A taste from Madievsky’s reflections:
I went to Russia and Moldova in 2018. That was my first time going back to Moldova since we emigrated, and that trip really inspired the second half of the book. It helped me tease out the thread about how historical traumas affect people who are several generations removed, which is something I didn’t even realize I was writing toward until after I took that trip. It helped the book become more than a story about sisterhood and addiction in Los Angeles but also a story about the immigrant experience, about generational trauma, and about the legacy of the Holocaust and Soviet terror.
I am very much looking forward to reading Sasha’s own novel debut, Your Presence is Mandatory, forthcoming in Spring 2024.

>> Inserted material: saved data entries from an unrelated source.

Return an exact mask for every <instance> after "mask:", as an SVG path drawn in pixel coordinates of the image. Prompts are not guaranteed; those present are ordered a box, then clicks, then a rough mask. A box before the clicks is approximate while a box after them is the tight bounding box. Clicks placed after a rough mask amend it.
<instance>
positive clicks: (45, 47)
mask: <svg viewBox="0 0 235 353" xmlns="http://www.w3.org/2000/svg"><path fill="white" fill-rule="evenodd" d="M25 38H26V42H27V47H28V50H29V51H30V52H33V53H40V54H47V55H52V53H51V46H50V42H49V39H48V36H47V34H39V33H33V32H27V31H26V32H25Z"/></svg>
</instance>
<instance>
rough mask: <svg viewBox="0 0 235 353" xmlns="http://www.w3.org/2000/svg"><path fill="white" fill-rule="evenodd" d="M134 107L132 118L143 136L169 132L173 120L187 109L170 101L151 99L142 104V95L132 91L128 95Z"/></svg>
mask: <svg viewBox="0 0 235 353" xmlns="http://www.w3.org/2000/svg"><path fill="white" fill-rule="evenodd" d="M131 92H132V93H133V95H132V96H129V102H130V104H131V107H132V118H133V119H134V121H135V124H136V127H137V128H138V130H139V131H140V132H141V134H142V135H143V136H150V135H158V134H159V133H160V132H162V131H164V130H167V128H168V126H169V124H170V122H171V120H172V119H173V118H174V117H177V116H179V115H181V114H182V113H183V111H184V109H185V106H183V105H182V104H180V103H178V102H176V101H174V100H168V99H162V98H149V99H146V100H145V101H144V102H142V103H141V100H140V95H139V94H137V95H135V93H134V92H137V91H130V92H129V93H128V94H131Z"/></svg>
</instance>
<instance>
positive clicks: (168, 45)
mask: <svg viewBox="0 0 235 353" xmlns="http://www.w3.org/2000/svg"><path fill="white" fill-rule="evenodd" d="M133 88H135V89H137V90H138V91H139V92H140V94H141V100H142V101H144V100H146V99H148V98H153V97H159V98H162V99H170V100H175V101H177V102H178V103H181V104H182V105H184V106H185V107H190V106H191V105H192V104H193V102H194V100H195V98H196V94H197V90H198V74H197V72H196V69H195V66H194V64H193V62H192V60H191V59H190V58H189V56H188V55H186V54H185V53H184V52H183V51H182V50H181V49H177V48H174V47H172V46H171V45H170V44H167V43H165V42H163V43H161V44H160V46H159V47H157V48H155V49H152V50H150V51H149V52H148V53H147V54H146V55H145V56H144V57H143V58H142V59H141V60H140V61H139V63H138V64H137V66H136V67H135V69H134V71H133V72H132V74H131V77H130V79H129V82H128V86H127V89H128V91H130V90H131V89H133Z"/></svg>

This is a very scrappy book, including, for instance, a digression on “the graphic novel” (Epstein loathes it), bland pronouncements (“What novels are ‘here to stay’ becomes a more and more complex question as contemporary publishing itself becomes more complex”), delicious appreciations of his favorites (he’s wonderful on Tolstoy, for instance, even if a bit over the top), sharp critiques (of the “sanctimony novel,” for instance), and much more. Most readers besotted with “the novel,” as I am, will get their money’s worth. Not even the reference to “Edgar Allen Poe,” no doubt an editorial blunder, which must have rankled Epstein when he saw the finished book, can spoil it.
May your weekend include a good novel or two, friends.